I listened to the a replay of the last CC yesterday. Management was upbeat - had a good story to tell. They also commented on MAA's relative valuation. So I went back to the annual report to see MAA's geographic diversification. I did not find any info in the 2004 report. This Texan is wanting to avoid a REIT with a high concentration of Texas multi-family assets - and MAA has apartments in Dallas and Houston. I would also want to be careful about any Atlanta concentration. So the geo data would help me.

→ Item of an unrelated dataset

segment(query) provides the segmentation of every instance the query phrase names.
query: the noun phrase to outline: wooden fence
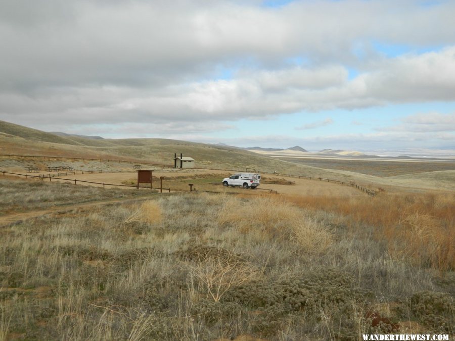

They are extremely shareholder friendly. (I've been familar with the stock and management for at least a few years now). Since the current CEO took over from the founder a couple of years ago the focus was on bridging the gap between what was being paid out as dividend and what has being earned. They've done that now. The former CEO paid out about 15 cents more a year than they had in FFO, figuring they would sell a property or two a year in the normal course of business and the cap. gains from that would cover the difference. Trouble was Wall Street didn't like that and the stock lagged the group for years. Since the current CEO is doing things in a more conventional, Wall Street-friendly way, the stock has caught up with its peers. That was the sweet spot in terms of when to own the stock, in my opinion. Now, it is fully priced.
They do have exposure to both Texas and Atlanta, but not so much that that should be of major concern.
Basically, the story here is honest, straightforward, shareholder-oriented management, decent, well-managed, modern portfolio, but the stock is fully valued and is vulnerable if interest rates rise much.
Zebraspit has it pretty well covered. My only critcism is that the current CEO has a pretty small stake in the company. He could just be waiting for the right moment to buy I suppose. But management without real skin in the game just doesn't perform as well.
I've been here since the days when wallstreet didn't like MAA so much (nearly 4 years), waiting for the day when dividends start increasing. Hopefully it will be soon.